Postcolonial literature also relates the struggle to find a place in society apart from the colonial influences of the past.  Lucy dreams of “finding the place you are born in an unbearable prison and wanting something completely different from what you are familiar with, knowing it represents a haven” (Kincaid, 95).  The idea of a place separate from a society created by the colonial power is the goal of all postcolonial characters.  It is the search for separateness, for liberation from the constraints of a postcolonial society, which pushes Lucy forward in life.  It is also this search for another life that Walcott alludes to in his poem when he compares the postcolonial existence to “a book left open by an absent master in the middle of another life” (Walcott, 145).  The colonists have created society and it is something completely foreign to the colonized.  It is this strange societal foreignness in a place they once knew so well that creates the struggle for identity.  The recreation of an identity they once had that is now lost forever in the forward momentum of society.

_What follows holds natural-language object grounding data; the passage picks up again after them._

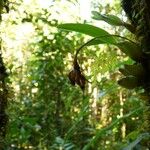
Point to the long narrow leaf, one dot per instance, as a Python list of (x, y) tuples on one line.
[(86, 29)]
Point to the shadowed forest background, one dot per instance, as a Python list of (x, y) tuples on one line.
[(45, 111)]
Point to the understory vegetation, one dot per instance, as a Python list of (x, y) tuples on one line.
[(105, 107)]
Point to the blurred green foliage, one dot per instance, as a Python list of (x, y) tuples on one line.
[(45, 111)]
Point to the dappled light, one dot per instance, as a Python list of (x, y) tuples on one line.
[(74, 75)]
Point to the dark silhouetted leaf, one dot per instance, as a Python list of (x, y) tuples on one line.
[(129, 82)]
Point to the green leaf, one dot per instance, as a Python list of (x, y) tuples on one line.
[(86, 29), (110, 19), (136, 70), (131, 49), (129, 82), (134, 143), (113, 20)]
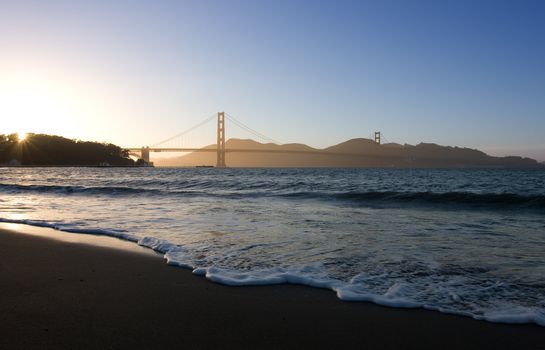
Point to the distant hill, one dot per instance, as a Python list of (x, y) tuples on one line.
[(48, 150), (356, 153)]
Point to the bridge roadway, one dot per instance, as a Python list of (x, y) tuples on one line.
[(245, 150)]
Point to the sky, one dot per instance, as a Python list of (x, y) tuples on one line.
[(466, 73)]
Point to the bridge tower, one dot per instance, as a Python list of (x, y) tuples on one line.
[(377, 137), (221, 140), (144, 154)]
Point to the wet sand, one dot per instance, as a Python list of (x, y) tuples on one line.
[(72, 294)]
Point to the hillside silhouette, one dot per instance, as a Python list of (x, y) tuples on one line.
[(49, 150), (354, 153)]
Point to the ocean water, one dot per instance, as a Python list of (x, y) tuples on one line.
[(469, 242)]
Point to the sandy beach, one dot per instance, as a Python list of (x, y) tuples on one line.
[(72, 294)]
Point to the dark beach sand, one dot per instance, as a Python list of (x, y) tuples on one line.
[(64, 295)]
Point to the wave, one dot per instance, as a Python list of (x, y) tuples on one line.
[(492, 200), (395, 296), (370, 198)]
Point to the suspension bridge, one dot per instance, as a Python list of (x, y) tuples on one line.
[(220, 149)]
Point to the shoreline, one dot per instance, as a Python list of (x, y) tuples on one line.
[(84, 292)]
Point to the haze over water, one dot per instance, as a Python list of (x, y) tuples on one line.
[(468, 242)]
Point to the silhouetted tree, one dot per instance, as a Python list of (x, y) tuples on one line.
[(40, 149)]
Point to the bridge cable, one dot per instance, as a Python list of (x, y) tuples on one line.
[(186, 131), (250, 130)]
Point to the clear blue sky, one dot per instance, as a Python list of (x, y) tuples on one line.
[(466, 73)]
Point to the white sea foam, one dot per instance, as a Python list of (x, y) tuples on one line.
[(396, 295), (360, 233)]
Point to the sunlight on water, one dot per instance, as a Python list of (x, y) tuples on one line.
[(469, 242)]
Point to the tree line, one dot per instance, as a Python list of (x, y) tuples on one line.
[(50, 150)]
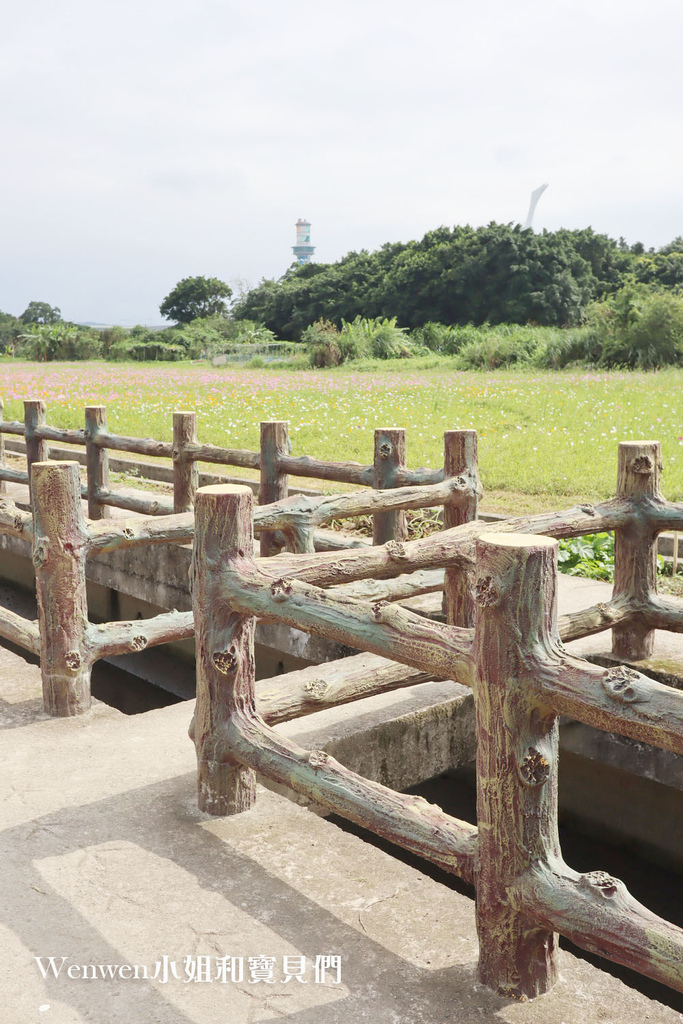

            Colonial and postcolonial literature relates to the world the struggle of those who have been colonized by others.  It clearly articulates the struggle of postcolonial individuals to create a place in the world.  To find a place in a society where your past before colonization is completely forgotten is a difficult task indeed.  This task can leave you bitter, like Lucy, malleable like Jasmine, or reflective like so many of Walcott’s poems.  It is this difference in ultimate experience and ultimate results that leads to such diversity in postcolonial outcomes.  While the belief that life is difficult is an axiom to be lived by, there are lives that are more difficult than others are.  This distinction is important and should be remembered by all those that attempt to study colonial and postcolonial literature.  The past once remembered is a glorious thing, but one cannot live in the past and expect to survive in the future.